SCAD—The Savannah College of Art and Design—has had great success within their Collaborative Learning Center program where students are partnered with actual clients to tackle challenges that provide real-world experience. Trace is an online community where these CLC students could share their work and experiences through stories and projects.


  • Project Management
  • Web Development




As a student learning how to successfully collaborate can be an invaluable lesson. Some of that process has to be experienced individually, but some lessons can be shared to avoid repetitive mistakes. The CLC found that new students would often request help in some of the same subjects as past students—help with presentations, planning or even conflict resolution. Our challenge was to create an online community where students could share their own experiences, along with the work it produced, to inform future students.

User Flow

While building the sitemap, we employed user flows to test how quickly visitors could accomplish given tasks within the site. These aren't user tests per se, but they give us an estimated baseline for the number of steps it takes to accomplish a task.

This was done for all levels of users, from students to editors to administrators. Each theoretical user would be given a goal and we would map out their steps within the user flow. We iterated on this step until it felt clean and concise.

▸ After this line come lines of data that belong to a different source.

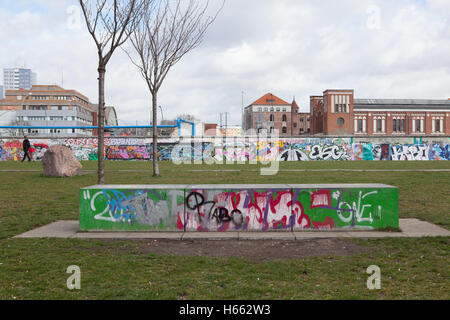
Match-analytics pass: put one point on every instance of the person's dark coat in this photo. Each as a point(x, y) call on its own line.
point(26, 145)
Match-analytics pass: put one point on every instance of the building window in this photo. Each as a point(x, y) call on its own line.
point(437, 125)
point(379, 125)
point(418, 125)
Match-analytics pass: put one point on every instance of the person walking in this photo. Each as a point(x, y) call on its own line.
point(26, 147)
point(31, 151)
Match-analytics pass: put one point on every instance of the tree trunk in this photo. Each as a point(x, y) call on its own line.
point(101, 124)
point(155, 135)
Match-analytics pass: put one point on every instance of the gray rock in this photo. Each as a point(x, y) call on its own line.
point(59, 161)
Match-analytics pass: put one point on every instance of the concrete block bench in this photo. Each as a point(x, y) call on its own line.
point(259, 207)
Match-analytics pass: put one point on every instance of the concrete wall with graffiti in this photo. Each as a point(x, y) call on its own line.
point(239, 207)
point(243, 149)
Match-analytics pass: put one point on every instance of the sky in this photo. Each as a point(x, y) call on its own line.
point(291, 48)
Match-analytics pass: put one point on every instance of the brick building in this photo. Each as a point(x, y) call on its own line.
point(338, 113)
point(272, 113)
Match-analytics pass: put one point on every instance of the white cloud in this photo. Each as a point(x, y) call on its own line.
point(287, 47)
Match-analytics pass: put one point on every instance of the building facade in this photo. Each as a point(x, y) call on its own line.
point(18, 78)
point(272, 113)
point(338, 113)
point(48, 106)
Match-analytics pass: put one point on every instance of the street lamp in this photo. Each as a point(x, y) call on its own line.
point(22, 102)
point(162, 116)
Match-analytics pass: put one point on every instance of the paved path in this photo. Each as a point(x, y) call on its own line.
point(240, 170)
point(411, 228)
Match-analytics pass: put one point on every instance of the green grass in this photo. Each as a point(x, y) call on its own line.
point(36, 268)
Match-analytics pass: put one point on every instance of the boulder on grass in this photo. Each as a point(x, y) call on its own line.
point(59, 161)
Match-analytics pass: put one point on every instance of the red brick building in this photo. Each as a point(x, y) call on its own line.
point(272, 113)
point(338, 113)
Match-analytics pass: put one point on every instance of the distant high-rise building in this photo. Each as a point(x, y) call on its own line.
point(18, 78)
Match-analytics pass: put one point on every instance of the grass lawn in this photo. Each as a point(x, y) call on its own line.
point(36, 268)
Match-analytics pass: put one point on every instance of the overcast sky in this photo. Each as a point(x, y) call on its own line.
point(381, 49)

Once we had a solid map that satisfied our various user requirements, we began to wireframe out basic layouts for the interface. This was extremely helpful to start envisioning just how the users would begin to interact with the site. We set up clickable prototypes for the client to rapidly test the effectiveness of the wireframes while also re-running our user paths to make sure we were still on track with our goals.

Searching and Filtering

The site was built on an application framework called Laravel which allowed us to quickly develop and test features as needed. One of our favorite features is a global search function that can be found either from the main header or simply by starting to type at any time.

This search takes all site content into account including titles, body text, tags, and associations. So searching for "Smith" will return users, any content with smith within the content, and eventually even content that included users named Smith—all grouped and ranked by type.

When browsing articles and projects, we also included a simple filtering system that allows users to quickly find what they are looking for with pre-selected categories and full text-based search.

Content Editing

One key mission was to keep the writing process simple and easy. Taking very obvious cues from existing tools like Medium, our rich-format form allows users to easily outline their thoughts and format intuitively.

Another fun feature is custom autocompletion for user's real names within the comment field. By starting with an @ symbol, users can quickly reference any user to notify them of a response.

A Voice of Her Own

To give depth to the user experience, all copy was written in the perspective of Tracey—a slightly snarky voice that is meant to help users in any way she can. This also gave us clear direction when writing copy throughout the site, imagining Tracey as a real person with real responses.

Tracey's voice is seen everywhere, even as tiny responses when users bump content that they like.

Custom Administration

One of the great benefits to building our own application with Laravel was that we could custom-build our own administration for the CLC team to use when managing content. We also built in custom modules for quick insights—such as visitor statistics and content performance.